WOW Stories: Connections from the Classroom

Introduction: Developing Intercultural Understandings Through International Children’s Literature at Van Horne Elementary School

Although Arizona children live in a world increasingly connected through mass media and globalization, most gain their world knowledge through television and so their understandings are often grounded in fear and stereotypes. We are committed to bringing books and children together in order to build bridges across cultures. We want to encourage thoughtful dialogue around international literature so that children can reflect on their own cultural experiences and imagine global experiences beyond their own. By immersing themselves in story worlds, children gain insights into how people feel, live, and think throughout the world as well as come to appreciate their own cultural identities. They move beyond a tourist perspective of collecting facts and artifacts to recognizing common values and valuing unique cultural differences.

The administrators, teachers, and children at Van Horne Elementary School in the Tucson Unified School District are engaged in the exciting work of exploring intercultural understanding and developing critical thinking and global perspectives as a school community. Children and teachers participate in experiences with literature in a weekly Learning Lab directed by the Instructional Coach, Lisa Thomas. In addition, the teachers and administrators meet in a weekly study group to thoughtfully consider our work together and to challenge our thinking as professionals and as people.

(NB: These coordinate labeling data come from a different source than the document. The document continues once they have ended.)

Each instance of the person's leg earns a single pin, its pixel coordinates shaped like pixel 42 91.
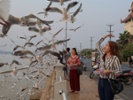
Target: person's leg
pixel 72 85
pixel 101 89
pixel 108 93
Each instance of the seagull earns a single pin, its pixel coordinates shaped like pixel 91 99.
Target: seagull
pixel 74 29
pixel 23 52
pixel 61 1
pixel 39 30
pixel 37 22
pixel 4 12
pixel 70 5
pixel 51 52
pixel 61 11
pixel 75 13
pixel 18 46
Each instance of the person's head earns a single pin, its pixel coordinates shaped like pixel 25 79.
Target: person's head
pixel 112 48
pixel 74 51
pixel 68 49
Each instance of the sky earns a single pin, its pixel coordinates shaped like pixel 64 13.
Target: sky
pixel 94 19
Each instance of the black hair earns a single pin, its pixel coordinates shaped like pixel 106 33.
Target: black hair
pixel 67 49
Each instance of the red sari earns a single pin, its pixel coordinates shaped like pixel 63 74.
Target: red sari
pixel 73 63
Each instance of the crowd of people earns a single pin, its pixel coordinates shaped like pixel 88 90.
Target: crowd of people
pixel 109 61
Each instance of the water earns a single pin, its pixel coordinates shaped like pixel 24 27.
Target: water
pixel 11 85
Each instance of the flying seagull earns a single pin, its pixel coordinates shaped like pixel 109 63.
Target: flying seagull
pixel 39 30
pixel 60 1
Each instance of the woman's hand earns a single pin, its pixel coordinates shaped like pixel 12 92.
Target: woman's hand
pixel 108 35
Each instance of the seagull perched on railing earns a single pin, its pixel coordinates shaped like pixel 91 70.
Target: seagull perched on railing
pixel 39 30
pixel 75 13
pixel 62 11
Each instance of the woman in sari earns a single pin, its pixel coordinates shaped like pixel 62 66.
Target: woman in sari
pixel 72 63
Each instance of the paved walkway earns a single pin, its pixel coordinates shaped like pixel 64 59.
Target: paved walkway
pixel 88 90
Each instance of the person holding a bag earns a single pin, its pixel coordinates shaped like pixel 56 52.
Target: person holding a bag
pixel 109 64
pixel 73 62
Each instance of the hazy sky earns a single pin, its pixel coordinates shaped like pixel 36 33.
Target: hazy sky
pixel 96 15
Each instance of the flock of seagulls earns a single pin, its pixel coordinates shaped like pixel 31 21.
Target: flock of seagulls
pixel 39 55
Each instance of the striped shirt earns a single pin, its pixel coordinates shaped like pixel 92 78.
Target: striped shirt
pixel 112 63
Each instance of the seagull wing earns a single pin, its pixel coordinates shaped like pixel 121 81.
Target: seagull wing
pixel 61 41
pixel 4 9
pixel 70 5
pixel 31 37
pixel 33 29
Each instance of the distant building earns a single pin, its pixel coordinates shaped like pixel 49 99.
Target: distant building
pixel 128 21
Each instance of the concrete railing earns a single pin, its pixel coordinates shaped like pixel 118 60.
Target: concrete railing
pixel 56 86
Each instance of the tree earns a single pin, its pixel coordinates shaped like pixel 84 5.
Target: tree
pixel 125 43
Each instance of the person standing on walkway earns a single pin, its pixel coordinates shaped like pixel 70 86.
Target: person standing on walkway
pixel 67 56
pixel 72 63
pixel 110 63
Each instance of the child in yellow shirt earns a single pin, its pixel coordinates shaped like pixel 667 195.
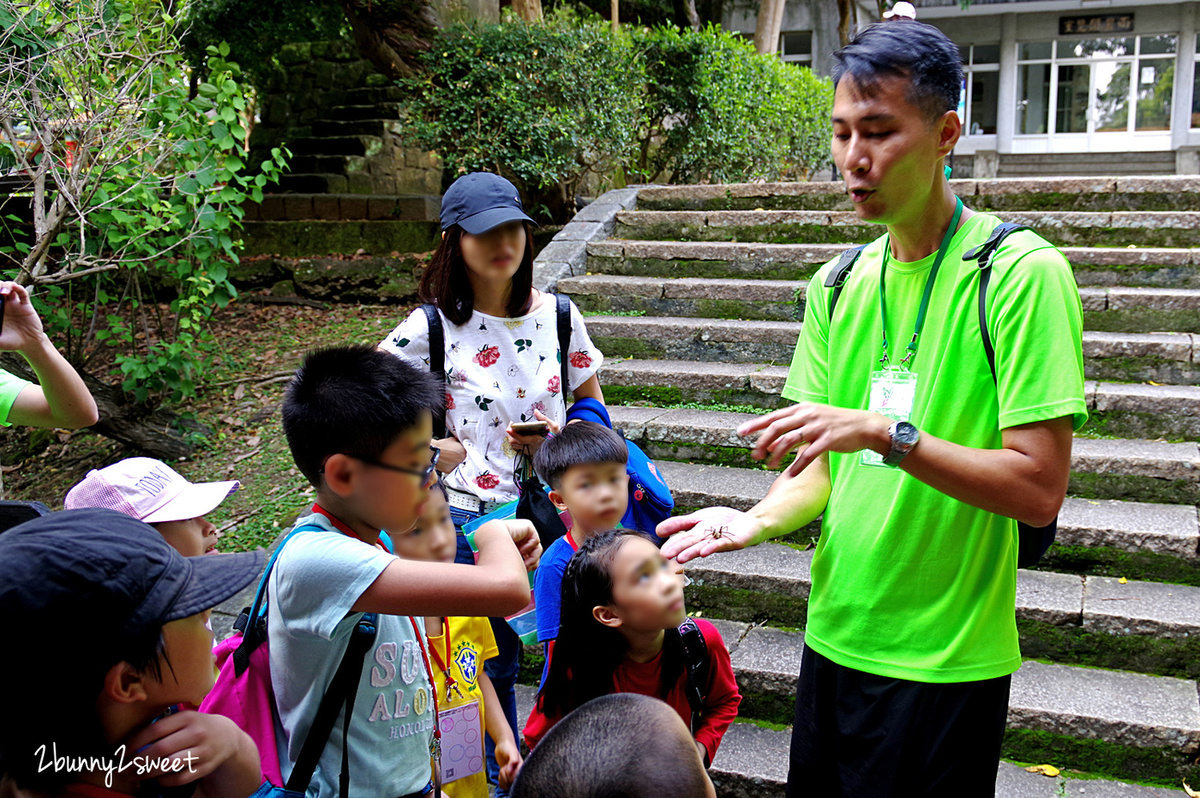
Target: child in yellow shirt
pixel 459 647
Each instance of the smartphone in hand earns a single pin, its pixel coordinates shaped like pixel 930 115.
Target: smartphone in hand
pixel 529 427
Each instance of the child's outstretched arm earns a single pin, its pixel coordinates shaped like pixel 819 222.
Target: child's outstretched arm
pixel 496 586
pixel 508 753
pixel 210 750
pixel 721 699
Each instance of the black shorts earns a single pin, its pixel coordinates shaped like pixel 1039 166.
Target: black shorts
pixel 861 735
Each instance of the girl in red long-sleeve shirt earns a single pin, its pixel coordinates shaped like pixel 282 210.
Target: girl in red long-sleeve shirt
pixel 621 611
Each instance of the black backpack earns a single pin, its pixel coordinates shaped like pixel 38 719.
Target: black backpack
pixel 1032 541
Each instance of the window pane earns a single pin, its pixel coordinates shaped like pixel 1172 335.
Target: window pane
pixel 984 93
pixel 987 54
pixel 1157 45
pixel 1156 77
pixel 1097 47
pixel 798 43
pixel 1033 107
pixel 1113 96
pixel 1072 117
pixel 1032 51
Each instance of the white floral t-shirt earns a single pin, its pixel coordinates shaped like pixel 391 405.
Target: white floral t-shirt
pixel 498 370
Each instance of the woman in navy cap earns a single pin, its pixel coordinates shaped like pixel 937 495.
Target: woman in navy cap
pixel 502 361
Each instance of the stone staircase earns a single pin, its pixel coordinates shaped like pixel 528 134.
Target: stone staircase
pixel 696 300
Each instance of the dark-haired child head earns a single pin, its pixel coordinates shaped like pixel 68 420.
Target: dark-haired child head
pixel 585 467
pixel 359 423
pixel 894 121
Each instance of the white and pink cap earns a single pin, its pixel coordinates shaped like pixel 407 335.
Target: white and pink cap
pixel 148 490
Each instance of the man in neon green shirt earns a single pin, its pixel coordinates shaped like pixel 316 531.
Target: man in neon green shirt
pixel 921 456
pixel 59 399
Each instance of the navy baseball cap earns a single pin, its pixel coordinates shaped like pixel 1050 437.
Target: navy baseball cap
pixel 108 574
pixel 481 201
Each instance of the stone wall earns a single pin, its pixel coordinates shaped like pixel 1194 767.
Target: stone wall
pixel 339 118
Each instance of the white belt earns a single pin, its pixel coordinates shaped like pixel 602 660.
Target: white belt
pixel 471 503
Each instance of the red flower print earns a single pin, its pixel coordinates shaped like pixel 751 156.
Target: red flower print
pixel 580 359
pixel 487 355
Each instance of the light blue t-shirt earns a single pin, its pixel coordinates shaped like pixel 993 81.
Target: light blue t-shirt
pixel 317 579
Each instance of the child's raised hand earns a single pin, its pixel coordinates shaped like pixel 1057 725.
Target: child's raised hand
pixel 198 747
pixel 508 757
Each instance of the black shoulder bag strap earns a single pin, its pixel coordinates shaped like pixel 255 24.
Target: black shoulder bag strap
pixel 1032 541
pixel 437 360
pixel 840 274
pixel 342 690
pixel 695 652
pixel 563 316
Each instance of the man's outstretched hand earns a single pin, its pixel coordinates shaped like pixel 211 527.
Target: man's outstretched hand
pixel 707 532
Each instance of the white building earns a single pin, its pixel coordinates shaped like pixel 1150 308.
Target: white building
pixel 1053 87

Another component of this project is a collaboration with Kathy G. Short, a University of Arizona professor from the Department of Language, Reading and Culture in the College of Education.

One aspect of our work has been writing classroom stories about our first year of exploring how to engage children in thoughtfully responding to literature and in considering cultural perspectives. The classroom stories in this issue reflect our first efforts in working toward these goals and in writing about what is happening in some of the classrooms. We hope to add many more stories from other classrooms in the school along with stories about how this work develops over time. We recognize that we are just beginning a much longer journey of reaching toward intercultural understanding but are excited to be traveling together.

We want to acknowledge the National Council of Teachers of English in providing a grant for our research, especially in giving support for teachers to engage in the writing of these classroom stories.

We hope that sharing our classroom stories will inspire other educators to write their stories as well.